Fourth is to ensure that in high priority areas where immediate response is essential the right resources can be used flexibly -- pulling skills from anywhere in the intelligence community, introducing some division of labor, and making sure that the people working the problem know everything in real time rather than through "need to know" clearances that may reflect bureaucratic agendas. The "classification system gone mad" that has happened under the Bush Admin, even before 9/11, is a subject worthy of special treatment, but it is certainly relevant to the intelligence reforms that must ask what information is needed, for which users, how it is collected, how analyzed, how disseminated, and how made "actionable."

The model the 9/11 Commission is using is the reorganization of the military (Goldwater-Nichols) that changed the entire function of the Joint Chiefs and operational reporting. In that case, one of the primary themes was to shift from a focus on inputs -- primarily inter-agency battles over budgets -- to client needs; from the supply side to the demand side. It's useful to look at the prepared testimony to the Senate Governmental Affairs Committee (pdf 7pgs) by Commission co-chairs Tom Kean and Lee Hamilton. Their focus was less on changing the boxes in the bureaucratic structure per se and more on how to turn the bureaucracy into a network.

From the prepared testimony:

We believe that the Intelligence Community needs a wholesale Goldwater-Nichols reform of the way it does business.
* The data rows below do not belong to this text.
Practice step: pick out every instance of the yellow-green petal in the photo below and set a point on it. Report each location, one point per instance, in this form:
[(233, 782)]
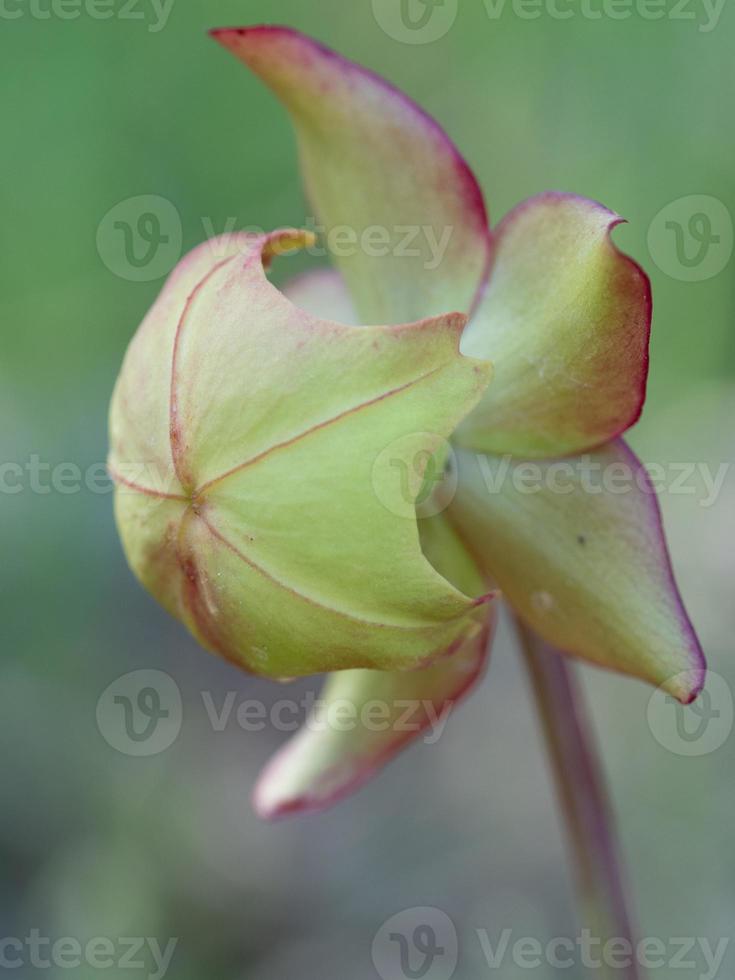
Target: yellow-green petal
[(289, 525), (577, 547), (403, 214), (363, 718), (565, 318)]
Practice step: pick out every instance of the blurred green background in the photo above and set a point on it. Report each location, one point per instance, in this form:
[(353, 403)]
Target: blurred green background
[(636, 113)]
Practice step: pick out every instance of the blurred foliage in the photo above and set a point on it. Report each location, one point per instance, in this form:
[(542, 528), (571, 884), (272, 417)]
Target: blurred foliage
[(633, 113)]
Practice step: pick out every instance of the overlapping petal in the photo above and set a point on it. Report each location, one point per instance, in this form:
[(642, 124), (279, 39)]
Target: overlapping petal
[(288, 539), (576, 545), (403, 212), (364, 717), (566, 320)]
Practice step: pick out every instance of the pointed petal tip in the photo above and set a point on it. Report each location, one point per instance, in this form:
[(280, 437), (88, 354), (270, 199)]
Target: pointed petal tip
[(687, 685)]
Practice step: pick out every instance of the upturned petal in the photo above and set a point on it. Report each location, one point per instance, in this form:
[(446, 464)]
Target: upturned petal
[(566, 320), (403, 212), (576, 546), (281, 525), (365, 717)]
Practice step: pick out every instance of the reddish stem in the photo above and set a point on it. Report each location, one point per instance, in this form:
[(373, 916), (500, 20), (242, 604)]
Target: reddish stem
[(582, 792)]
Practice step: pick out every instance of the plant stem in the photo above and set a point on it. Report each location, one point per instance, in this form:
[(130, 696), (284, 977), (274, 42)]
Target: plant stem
[(580, 785)]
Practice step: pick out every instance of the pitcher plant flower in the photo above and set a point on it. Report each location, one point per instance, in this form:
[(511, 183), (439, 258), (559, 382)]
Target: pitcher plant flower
[(263, 442)]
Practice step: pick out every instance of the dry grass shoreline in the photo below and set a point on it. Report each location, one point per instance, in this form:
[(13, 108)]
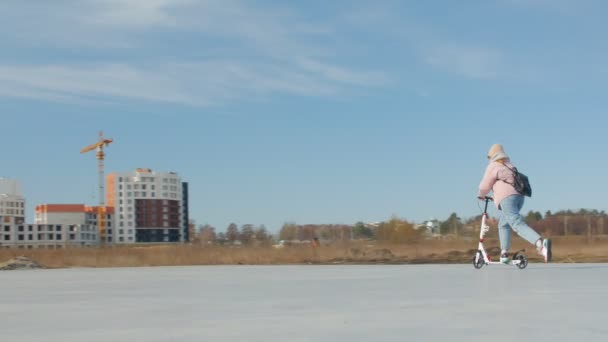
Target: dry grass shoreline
[(566, 250)]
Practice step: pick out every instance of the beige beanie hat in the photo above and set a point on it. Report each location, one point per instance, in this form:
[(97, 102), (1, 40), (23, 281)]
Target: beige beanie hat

The collection agencies should have the same mission as the Armed Services do: they should organize, train and equip their personnel. Those intelligence professionals, in turn, should be assigned to unified joint commands, or in the language of the Intelligence Community, “Joint Mission Centers.” We have already talked about a National Counterterrorism Center. A joint mission center on WMD and proliferation, for example, would bring together the imagery, signals, and HUMINT specialists, both collectors and analysts, who would work together jointly on behalf of the mission. All the resources of the community would be brought to bear on the key intelligence issues as identified by the National Intelligence Director.

So, when we look at the chart from the bottom up, we conclude you cannot get the necessary transformation of the Intelligence Community-- smashing the stovepipes and creating joint mission centers--unless you have a National Intelligence Director.

Sounds like someone's been reading their Organizational Theory 101.